In our small case series, we evaluated the safety and efficacy of half-dose thrombolytic therapy in patients presenting with PE and FRHT. Our first group of patients had a considerable risk of hemorrhagic events; therefore, we concluded that full-dose thrombolytic therapy had an increased risk of adverse events and consequently opted for the half-dose strategy. Notably, we categorized all patients as having submassive PE, for which the clinical value of full-dose fibrinolytics is still debated. Apart from the full resolution of intracardiac thrombosis, the imaging follow-up during hospitalization showed that the right heart echocardiographic indices were also significantly improved, which can be of prognostic importance considering the concomitant PE. The half-dose regimen was also successful in resolving the thrombi accompanying the device (case 3), which at first glance might have required a larger dose of thrombolytic therapy. Importantly, no minor or major bleeding complications occurred in this small, albeit high-risk, population. As described in Cases 6 and 7, we still do not recommend the application of this method for a clot in transit from a PFO because of potential left heart embolization during thrombolytic therapy. Data on the present group of patients were collected from our PE registry, in which all patients routinely undergo a strict follow-up program. During the 1-year follow-up, the first three patients and the sixth and seventh patients had significant RV function recovery with no CTEPH development or venous thromboembolic event recurrence. The patient with CTEPH (Case 4) was referred for balloon pulmonary angioplasty and developed two more episodes of segmental PE. Further tests revealed positive antiphospholipid antibodies. Finally, our fifth patient, who had severe heart failure, exhibited no significant improvement in the RV function compared with his discharge evaluation; however, no further venous thromboembolic events occurred.
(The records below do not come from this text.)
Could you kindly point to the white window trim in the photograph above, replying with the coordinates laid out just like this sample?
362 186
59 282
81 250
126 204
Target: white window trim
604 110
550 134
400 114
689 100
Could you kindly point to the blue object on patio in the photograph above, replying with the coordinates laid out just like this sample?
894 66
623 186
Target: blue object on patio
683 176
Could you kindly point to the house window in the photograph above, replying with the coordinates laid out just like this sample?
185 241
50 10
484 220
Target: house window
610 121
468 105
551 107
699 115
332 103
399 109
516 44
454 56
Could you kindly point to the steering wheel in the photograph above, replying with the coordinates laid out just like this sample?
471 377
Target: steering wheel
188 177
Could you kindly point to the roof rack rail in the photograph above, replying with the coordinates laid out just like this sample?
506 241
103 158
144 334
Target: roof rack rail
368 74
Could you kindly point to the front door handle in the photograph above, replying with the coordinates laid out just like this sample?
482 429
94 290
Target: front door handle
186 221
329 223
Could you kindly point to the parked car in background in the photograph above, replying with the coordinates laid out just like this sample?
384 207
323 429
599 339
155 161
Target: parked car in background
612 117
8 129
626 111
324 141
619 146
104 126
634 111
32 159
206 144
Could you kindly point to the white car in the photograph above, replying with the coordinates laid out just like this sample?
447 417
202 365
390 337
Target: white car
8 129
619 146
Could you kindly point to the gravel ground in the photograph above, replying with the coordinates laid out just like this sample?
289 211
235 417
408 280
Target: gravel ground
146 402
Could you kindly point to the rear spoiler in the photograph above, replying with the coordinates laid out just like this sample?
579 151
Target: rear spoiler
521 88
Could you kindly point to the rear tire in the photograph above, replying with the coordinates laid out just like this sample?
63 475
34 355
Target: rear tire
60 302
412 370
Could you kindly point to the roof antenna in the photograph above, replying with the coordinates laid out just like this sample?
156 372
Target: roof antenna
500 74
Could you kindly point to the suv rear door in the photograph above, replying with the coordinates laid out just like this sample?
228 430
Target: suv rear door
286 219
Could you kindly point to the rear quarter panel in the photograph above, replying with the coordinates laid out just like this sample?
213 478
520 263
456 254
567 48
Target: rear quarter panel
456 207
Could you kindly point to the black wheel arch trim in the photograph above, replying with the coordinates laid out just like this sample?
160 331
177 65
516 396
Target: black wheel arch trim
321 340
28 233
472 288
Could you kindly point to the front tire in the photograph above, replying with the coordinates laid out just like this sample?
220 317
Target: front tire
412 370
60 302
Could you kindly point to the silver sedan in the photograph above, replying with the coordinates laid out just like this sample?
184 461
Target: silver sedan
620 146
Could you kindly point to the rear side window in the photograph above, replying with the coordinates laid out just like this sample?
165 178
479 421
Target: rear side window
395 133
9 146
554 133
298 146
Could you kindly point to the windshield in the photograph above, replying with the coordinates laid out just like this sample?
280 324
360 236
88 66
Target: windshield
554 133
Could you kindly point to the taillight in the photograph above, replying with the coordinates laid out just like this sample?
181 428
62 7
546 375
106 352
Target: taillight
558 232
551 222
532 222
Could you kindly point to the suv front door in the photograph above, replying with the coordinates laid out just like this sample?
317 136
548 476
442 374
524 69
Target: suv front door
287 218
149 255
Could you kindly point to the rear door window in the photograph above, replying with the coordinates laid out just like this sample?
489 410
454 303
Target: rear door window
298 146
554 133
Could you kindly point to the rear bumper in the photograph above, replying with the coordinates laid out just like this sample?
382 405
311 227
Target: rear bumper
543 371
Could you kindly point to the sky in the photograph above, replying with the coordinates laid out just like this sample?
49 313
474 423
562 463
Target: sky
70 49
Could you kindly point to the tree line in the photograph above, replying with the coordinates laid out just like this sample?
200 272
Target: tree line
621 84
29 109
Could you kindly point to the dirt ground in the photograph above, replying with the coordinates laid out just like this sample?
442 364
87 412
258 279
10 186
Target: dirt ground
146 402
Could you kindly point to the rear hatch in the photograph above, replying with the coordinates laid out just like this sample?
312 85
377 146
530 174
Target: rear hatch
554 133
In conclusion, half-dose thrombolytic therapy was a successful strategy in the treatment of FRHT, with satisfactory efficacy in resolving both intracardiac and pulmonary vasculature thromboses as well as potentially lowering the risk of bleeding. The suggested regimen must be tested in larger series before its use becomes more widespread, which is rather difficult because of the low prevalence of this condition.